Netplan Quick Patterns

# Static IP
# /etc/netplan/01-static.yaml
network:
  version: 2
  ethernets:
    ens160:
      addresses: [192.168.1.100/24]
      routes:
        - to: default
          via: 192.168.1.1
      nameservers:
        addresses: [8.8.8.8, 1.1.1.1]

# VLAN
network:
  version: 2
  ethernets:
    ens160:
      dhcp4: false
  vlans:
    vlan100:
      id: 100
      link: ens160
      addresses: [10.10.100.5/24]

# Bond
network:
  version: 2
  ethernets:
    ens160: {}
    ens192: {}
  bonds:
    bond0:
      interfaces: [ens160, ens192]
      parameters:
        mode: 802.3ad
        lacp-rate: fast
      addresses: [192.168.1.100/24]

# Always test before applying
sudo netplan try    # auto-reverts in 120s
# Then if good:
sudo netplan apply

> **Remember:** Always use `netplan try` before `netplan apply` on remote servers. `try` auto-reverts after 120 seconds if you don't confirm. If you use `apply` and your config has a typo, you lose SSH access and need console access to fix it.

UFW Patterns

# Web server
sudo ufw allow 'Nginx Full'    # 80 + 443

# Database (internal only)
sudo ufw allow from 10.0.0.0/8 to any port 5432

# Rate limit SSH (prevent brute force)
sudo ufw limit ssh

# Logging
sudo ufw logging on
sudo ufw logging medium    # low/medium/high/full

# Check rules with numbers (for deletion)
sudo ufw status numbered

AppArmor Operations

# Quick status
sudo aa-status

# Debug: put profile in complain mode
sudo aa-complain /usr/sbin/nginx

# Test your app, then check logs
sudo journalctl | grep apparmor | tail -20

# Generate fixes from logs
sudo aa-logprof

# Back to enforce
sudo aa-enforce /usr/sbin/nginx

# Create a new profile interactively
sudo aa-genprof /usr/local/bin/myapp
# (run myapp in another terminal, then scan logs)

Kernel Management

# List installed kernels
dpkg -l | grep linux-image

# Check current kernel
uname -r

# Install HWE kernel (Ubuntu LTS)
sudo apt install linux-generic-hwe-22.04

# Remove old kernels (careful!)
sudo apt autoremove --purge

> **Default trap:** `apt autoremove` removes old kernels, but if something goes wrong with the current kernel after reboot, you lose your fallback.

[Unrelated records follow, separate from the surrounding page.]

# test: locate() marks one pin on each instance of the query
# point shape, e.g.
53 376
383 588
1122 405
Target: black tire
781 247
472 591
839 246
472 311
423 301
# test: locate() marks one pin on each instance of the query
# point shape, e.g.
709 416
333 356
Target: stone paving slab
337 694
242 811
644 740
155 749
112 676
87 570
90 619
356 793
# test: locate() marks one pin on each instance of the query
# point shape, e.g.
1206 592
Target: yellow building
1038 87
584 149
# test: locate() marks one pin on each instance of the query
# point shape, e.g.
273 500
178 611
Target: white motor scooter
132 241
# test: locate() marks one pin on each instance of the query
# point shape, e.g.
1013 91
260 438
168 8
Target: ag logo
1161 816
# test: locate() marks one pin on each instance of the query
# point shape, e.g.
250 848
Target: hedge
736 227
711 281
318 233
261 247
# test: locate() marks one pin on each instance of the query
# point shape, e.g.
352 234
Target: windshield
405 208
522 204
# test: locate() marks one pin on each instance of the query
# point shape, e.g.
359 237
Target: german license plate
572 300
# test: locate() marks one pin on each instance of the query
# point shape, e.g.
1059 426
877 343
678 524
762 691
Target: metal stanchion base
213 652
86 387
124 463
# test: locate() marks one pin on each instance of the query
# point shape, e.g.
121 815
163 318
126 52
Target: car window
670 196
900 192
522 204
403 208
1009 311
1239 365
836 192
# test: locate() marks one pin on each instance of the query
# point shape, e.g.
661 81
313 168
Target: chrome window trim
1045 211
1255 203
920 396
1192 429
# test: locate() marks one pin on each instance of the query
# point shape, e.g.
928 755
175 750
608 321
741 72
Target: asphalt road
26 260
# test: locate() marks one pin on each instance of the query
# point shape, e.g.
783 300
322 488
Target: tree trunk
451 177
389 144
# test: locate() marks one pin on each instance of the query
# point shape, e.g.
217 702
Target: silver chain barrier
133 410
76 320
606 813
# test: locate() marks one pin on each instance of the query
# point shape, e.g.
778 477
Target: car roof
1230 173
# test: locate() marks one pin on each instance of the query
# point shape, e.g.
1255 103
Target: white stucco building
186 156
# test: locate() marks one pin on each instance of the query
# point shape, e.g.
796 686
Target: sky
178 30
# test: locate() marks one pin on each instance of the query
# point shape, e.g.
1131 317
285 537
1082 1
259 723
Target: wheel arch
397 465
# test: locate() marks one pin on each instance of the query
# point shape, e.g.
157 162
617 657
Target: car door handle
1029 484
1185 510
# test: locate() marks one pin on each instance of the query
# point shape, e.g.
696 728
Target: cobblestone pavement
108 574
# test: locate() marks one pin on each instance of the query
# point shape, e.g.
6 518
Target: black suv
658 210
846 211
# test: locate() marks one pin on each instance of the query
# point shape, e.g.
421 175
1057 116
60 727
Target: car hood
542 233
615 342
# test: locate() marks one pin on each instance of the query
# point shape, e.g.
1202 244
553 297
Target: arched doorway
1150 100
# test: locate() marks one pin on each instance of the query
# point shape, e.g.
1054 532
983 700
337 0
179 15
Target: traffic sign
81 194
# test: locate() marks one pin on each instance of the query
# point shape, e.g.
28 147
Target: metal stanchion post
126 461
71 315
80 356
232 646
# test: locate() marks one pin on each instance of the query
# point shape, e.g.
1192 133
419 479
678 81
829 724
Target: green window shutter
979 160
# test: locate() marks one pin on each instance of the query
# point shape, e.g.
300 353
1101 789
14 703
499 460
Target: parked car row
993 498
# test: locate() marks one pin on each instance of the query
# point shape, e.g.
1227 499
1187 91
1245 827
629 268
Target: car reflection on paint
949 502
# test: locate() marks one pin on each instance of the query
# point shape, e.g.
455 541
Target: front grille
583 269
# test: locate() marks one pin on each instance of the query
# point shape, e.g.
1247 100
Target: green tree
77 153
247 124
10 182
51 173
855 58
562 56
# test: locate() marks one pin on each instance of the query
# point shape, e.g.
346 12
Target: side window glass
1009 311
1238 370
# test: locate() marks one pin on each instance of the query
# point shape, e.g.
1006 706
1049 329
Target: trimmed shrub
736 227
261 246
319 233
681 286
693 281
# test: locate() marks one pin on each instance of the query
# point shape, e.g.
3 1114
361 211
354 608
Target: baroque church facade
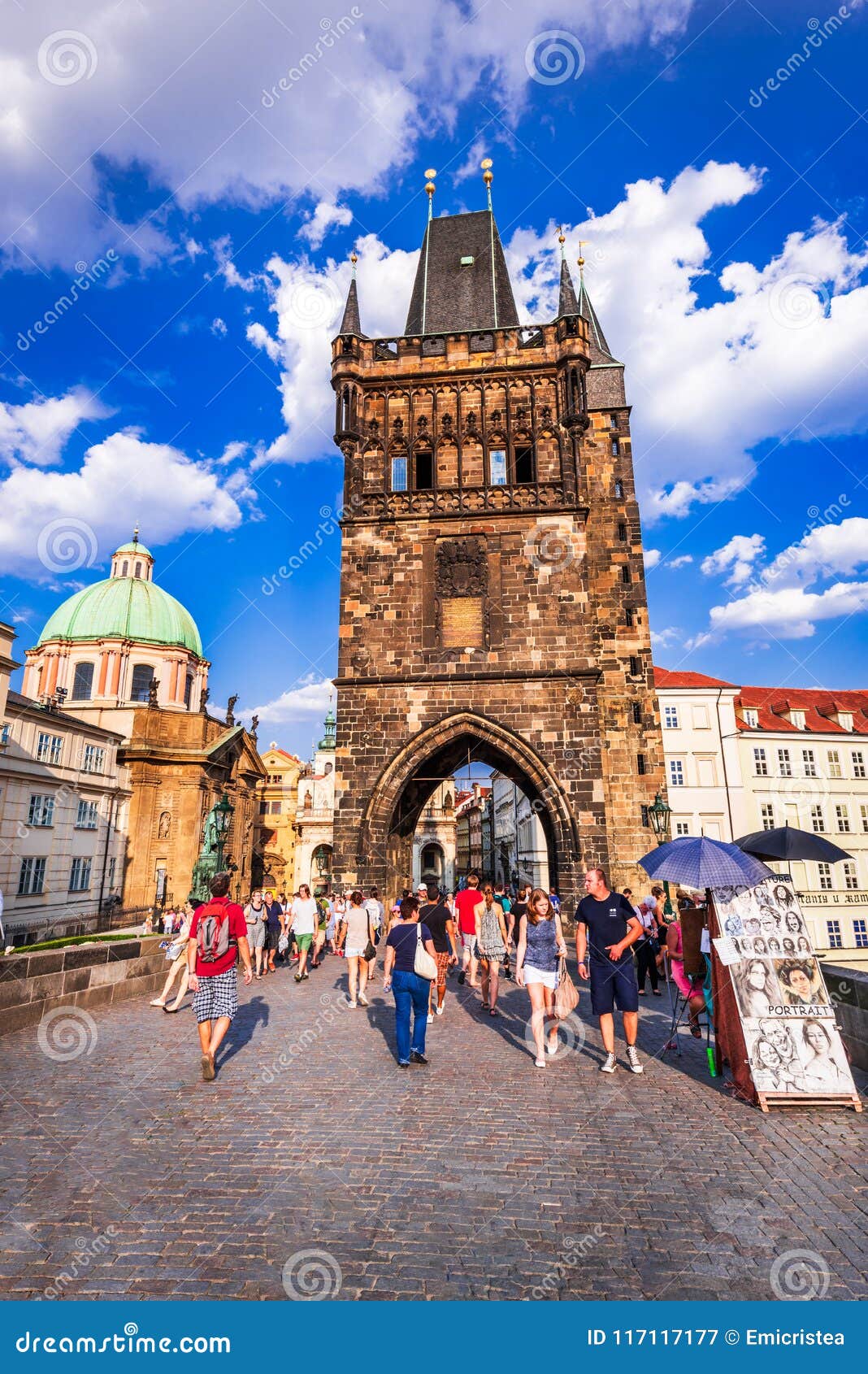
492 593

Always keep at least one previous kernel installed. Use `apt-mark hold` on the previous kernel before running autoremove.

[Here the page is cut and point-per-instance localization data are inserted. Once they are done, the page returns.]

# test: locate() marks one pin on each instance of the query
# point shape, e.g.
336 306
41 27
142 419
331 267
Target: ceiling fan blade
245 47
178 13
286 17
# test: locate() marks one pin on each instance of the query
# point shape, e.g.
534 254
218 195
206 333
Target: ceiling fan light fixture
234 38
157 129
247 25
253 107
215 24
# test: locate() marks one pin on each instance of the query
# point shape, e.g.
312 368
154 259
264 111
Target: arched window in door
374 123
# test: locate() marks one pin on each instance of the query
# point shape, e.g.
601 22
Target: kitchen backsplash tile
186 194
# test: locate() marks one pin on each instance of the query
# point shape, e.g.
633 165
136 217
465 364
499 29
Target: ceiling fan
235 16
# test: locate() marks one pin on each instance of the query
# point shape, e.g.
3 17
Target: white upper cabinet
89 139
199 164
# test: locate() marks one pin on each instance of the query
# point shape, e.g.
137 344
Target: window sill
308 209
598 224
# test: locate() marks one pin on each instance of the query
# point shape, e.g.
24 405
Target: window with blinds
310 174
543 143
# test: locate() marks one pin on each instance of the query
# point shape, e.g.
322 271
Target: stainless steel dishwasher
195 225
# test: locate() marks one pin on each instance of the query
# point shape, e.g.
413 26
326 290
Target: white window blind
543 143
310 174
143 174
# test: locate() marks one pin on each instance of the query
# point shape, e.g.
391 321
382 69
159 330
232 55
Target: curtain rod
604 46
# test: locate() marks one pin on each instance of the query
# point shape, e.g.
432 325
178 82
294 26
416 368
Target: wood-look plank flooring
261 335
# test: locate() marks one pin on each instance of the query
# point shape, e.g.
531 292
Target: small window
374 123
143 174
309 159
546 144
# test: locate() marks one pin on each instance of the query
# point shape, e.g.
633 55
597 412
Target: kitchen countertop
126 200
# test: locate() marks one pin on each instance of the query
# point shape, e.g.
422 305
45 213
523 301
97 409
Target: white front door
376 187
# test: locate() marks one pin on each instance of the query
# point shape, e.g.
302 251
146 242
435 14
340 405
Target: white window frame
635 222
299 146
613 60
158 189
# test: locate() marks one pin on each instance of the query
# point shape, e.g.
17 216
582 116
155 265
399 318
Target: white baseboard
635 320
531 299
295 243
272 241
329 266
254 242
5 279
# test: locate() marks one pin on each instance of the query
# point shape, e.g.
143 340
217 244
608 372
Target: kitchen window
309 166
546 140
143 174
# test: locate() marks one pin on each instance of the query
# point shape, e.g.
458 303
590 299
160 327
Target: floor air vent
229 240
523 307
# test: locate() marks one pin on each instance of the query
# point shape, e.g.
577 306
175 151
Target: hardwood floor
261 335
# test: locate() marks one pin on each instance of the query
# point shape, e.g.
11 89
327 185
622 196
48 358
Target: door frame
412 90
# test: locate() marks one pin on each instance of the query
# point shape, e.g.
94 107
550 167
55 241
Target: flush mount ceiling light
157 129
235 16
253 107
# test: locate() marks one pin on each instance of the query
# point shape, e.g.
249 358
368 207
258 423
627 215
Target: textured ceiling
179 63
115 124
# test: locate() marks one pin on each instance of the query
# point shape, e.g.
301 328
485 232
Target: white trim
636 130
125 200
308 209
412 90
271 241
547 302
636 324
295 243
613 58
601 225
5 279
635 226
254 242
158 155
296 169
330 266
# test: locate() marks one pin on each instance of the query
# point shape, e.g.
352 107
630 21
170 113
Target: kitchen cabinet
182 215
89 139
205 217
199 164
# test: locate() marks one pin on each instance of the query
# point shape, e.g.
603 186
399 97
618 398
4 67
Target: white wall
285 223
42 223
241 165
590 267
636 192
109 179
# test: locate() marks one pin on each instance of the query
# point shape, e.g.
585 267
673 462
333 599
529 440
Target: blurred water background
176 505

# Pin a specific kernel version
sudo apt-mark hold linux-image-$(uname -r)
sudo apt-mark hold linux-headers-$(uname -r)

# View GRUB menu entries
grep menuentry /boot/grub/grub.cfg

# Set default kernel
sudo vim /etc/default/grub    # GRUB_DEFAULT=
sudo update-grub

Debian-Specific Patterns

# Check Debian release info
cat /etc/debian_version
lsb_release -a

# Switch to a new Debian release (careful!)
# 1. Update sources.list to new codename
sudo sed -i 's/bullseye/bookworm/g' /etc/apt/sources.list
# 2. Update and full-upgrade
sudo apt update
sudo apt full-upgrade
# 3. Reboot
sudo reboot

# Use backports (newer packages on stable)
echo "deb http://deb.debian.org/debian bookworm-backports main" | \
  sudo tee /etc/apt/sources.list.d/backports.list
sudo apt update
sudo apt install -t bookworm-backports <package>

Gotcha: When upgrading between Debian major versions (e.g., bullseye to bookworm), always use apt full-upgrade, not apt upgrade. full-upgrade can remove packages when needed to resolve dependency changes. upgrade refuses to remove anything, which can leave your system in a broken half-upgraded state.